Software used in this pipeline implementation

Installation

  1. Install Docker and Python 3.
  2. Clone this repository: git clone https://gitlab.ub.uni-bielefeld.de/sfb1288inf/ocr.git
  3. Build the Docker image: docker build -t gitlab.ub.uni-bielefeld.de:4567/sfb1288inf/ocr:v0.1.0 ocr
  4. Add the wrapper script (wrapper/ocr relative to this README file) to your ${PATH}.
  5. Create working directories for the pipeline: mkdir -p /<my_data_location>/{input,models,output}.
  6. Place your Tesseract OCR model(s) inside /<my_data_location>/models.

Use the Pipeline

  1. Place your PDF files inside /<my_data_location>/input.

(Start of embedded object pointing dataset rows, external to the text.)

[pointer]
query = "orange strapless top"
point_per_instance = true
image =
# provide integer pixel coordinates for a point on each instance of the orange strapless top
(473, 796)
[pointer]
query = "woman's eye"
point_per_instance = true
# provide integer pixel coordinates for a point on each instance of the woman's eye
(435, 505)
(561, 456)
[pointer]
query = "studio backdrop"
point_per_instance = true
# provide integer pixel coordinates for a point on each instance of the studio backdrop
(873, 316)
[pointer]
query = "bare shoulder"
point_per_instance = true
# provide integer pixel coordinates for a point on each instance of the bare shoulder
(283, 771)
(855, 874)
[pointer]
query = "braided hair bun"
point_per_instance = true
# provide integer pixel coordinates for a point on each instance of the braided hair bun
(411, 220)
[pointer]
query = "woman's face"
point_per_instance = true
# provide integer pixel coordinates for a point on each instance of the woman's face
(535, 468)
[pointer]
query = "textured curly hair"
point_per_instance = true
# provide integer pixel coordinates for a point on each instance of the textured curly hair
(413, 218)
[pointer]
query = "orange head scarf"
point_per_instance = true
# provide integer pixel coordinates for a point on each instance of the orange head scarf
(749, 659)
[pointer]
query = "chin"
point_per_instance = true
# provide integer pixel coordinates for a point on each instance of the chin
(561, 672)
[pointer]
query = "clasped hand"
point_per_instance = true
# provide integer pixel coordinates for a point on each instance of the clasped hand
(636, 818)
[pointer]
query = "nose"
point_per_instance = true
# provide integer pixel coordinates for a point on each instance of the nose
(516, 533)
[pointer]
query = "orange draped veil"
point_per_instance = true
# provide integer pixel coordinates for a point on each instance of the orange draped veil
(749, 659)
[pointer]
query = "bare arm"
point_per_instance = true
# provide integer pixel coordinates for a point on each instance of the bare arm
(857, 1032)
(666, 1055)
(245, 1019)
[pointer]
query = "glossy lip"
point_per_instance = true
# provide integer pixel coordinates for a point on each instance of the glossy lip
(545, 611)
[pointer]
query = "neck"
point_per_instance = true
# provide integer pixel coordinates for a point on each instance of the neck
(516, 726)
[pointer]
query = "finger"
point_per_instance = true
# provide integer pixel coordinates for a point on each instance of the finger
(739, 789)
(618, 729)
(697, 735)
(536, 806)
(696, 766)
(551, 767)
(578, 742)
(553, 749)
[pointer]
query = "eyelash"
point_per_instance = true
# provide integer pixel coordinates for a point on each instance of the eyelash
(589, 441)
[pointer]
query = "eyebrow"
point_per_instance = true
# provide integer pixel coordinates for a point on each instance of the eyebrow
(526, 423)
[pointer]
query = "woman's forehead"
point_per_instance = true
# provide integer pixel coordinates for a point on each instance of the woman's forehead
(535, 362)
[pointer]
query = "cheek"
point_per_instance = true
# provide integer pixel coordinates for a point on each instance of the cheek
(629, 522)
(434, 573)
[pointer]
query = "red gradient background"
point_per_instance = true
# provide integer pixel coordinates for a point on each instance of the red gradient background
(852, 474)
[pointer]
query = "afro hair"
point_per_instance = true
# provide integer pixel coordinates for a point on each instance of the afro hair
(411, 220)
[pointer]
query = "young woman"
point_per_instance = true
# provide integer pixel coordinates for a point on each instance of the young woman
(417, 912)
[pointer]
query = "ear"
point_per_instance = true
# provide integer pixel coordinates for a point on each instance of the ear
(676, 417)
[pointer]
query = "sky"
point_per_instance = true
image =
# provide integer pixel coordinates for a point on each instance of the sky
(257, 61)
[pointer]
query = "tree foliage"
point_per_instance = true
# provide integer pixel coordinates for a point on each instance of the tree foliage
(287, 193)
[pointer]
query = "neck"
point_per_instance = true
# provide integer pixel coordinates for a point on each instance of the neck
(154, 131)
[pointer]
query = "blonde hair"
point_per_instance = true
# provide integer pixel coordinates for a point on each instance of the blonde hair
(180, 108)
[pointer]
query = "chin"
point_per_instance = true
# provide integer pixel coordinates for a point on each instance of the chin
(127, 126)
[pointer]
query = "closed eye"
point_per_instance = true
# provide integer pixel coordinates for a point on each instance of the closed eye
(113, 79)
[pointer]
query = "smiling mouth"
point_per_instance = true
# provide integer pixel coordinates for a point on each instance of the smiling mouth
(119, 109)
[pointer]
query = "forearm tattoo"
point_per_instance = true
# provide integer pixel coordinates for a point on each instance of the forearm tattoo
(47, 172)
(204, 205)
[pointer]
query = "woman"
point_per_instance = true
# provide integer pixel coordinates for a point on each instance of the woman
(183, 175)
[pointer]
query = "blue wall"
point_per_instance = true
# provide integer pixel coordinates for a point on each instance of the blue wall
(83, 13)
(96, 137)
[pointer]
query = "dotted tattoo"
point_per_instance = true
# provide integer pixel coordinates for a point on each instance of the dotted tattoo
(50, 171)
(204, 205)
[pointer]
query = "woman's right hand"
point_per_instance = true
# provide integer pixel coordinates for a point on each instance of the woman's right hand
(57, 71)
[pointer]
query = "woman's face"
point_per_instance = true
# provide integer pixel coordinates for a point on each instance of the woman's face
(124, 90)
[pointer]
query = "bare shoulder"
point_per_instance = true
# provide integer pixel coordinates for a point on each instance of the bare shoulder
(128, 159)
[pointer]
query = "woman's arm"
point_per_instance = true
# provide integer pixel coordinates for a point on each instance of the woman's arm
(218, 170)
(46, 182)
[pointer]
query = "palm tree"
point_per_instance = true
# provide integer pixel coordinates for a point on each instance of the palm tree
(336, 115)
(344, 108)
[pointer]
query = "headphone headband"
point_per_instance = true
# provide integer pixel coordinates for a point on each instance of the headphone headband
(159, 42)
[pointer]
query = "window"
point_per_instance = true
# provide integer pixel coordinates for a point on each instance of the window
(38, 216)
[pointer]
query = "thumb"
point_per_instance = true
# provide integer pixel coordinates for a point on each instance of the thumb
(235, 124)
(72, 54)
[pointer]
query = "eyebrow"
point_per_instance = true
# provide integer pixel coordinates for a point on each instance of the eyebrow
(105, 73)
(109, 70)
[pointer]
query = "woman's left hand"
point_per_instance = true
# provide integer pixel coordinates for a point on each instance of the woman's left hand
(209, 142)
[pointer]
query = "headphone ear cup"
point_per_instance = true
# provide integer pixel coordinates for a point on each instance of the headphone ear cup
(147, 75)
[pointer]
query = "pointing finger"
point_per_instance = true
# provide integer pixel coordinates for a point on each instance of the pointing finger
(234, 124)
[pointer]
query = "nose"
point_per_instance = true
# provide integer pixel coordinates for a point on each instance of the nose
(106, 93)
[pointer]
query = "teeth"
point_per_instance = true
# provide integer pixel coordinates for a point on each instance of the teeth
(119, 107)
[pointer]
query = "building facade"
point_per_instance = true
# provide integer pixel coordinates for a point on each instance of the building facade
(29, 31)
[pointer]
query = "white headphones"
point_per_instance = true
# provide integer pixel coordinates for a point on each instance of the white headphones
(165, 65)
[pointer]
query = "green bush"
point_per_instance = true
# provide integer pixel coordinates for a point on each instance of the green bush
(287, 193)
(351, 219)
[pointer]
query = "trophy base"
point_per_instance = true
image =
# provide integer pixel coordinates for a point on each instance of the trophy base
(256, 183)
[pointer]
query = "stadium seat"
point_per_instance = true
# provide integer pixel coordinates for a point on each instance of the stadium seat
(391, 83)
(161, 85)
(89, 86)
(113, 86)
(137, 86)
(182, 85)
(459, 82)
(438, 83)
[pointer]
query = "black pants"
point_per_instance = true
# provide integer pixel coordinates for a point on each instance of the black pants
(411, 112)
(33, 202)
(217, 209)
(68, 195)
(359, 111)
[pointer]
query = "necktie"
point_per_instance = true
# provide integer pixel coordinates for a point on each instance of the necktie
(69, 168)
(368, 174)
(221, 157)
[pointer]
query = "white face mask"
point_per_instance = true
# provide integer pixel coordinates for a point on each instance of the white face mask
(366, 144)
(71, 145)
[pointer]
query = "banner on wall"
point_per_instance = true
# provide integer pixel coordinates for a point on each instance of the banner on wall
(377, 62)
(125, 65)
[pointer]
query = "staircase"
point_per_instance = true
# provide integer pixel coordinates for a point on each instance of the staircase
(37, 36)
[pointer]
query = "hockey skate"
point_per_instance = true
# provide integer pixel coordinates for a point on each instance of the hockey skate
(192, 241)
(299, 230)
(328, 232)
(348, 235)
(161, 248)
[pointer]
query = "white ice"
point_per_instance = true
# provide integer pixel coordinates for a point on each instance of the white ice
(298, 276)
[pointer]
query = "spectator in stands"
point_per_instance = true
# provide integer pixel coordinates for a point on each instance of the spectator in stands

Files should all contain text of the same language.
  2. Clear your /<my_data_location>/output directory.
  3. Start the pipeline process. Check the pipeline help (ocr --help) for more details.
cd /<my_data_location>
# <model_code> is the model filename without the ".traineddata" suffix
ocr \
  --input-dir input \
  --output-dir output \
  --model-file models/<model>
  -m <model_code> <optional_pipeline_arguments>
# More then one model
ocr \
  --input-dir input \
  --output-dir output \
  --model-file models/<model1>
  --model-file models/<model2>
  -m <model1_code>+<model2_code> <optional_pipeline_arguments>
# Instead of multiple --model-file statements, you can also use
ocr \
  --input-dir input \
  --output-dir output \
  --model-file models/*
  -m <model1_code>+<model2_code> <optional_pipeline_arguments>
  1. Check your results in the /<my_data_location>/output directory.